But Anameis could track anyone in the forest. She crept forward on soft paws, silent even with her hopping gait. Yuki followed on her tail, peering ahead in the hopes of a glimpse of white fur in the network of branch and leaf all around. Dew-spangled leaves clung to his sides as he passed them by, leaving his coat plastered with water and sticking up in clumpy spikes.
They had found Laana's hastily built and empty nest that morning, and Anameis' despairing "Oh no..." when Yuki told her she vanished sometimes still clung to the depths of his stomach.
"Maybe she's looking for bearyenas?" he'd suggested.
"No, it's not that." Anameis' ears drooped with her words.
But Yuki could no more cease asking questions than he could fly. "What about a way to the snows?"
"Maybe... but it's not going to solve anything."
Once again Anameis stopped and reared up as she so often did when traversing the jungle, scanning her surroundings for danger. She put Yuki in mind of a rabbil perched over its burrow on the lookout for enemies, and it struck him there that they were a long way from Kois or Rara or anyone else strong enough to free them from the vines. He sniffed the ground at his paws, and jumped in shock at a dark shape crossing his path. Just a root, he realised on second glance, but his heart still slammed into his chest with such force he thought it would smash through his gem. "Anameis, how far away are we?"

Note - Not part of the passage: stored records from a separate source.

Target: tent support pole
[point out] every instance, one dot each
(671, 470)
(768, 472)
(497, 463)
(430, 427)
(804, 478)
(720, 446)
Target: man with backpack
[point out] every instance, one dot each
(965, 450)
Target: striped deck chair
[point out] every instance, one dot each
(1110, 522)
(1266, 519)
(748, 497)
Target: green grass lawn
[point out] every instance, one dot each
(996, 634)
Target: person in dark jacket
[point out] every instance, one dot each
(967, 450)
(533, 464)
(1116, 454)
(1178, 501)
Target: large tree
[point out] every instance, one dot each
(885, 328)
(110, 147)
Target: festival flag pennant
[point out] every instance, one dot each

"Shh!" she hissed. "Listen!"
Yuki perked his ears, swivelling them to catch anything out of the ordinary. The hum and buzz of the jungle blended into a wall of noise, but behind that a persistent hiss sounded out, on the very edge of hearing. The call of a strange insect? And there as well, the rustle of a creature's frantic movements through the undergrowth.
"Laana!" he cried out. His fear forgotten, he ran off, ignoring Anameis' shouts It must be her! And then they'd be safe and together again, and they could go back. And as he ran he heard another voice speak to him. "He's going the right way." Was Anameis following? It must be her - she was by his side now, and ahead a flash of white paused and vanished - a tail disappearing into the forest?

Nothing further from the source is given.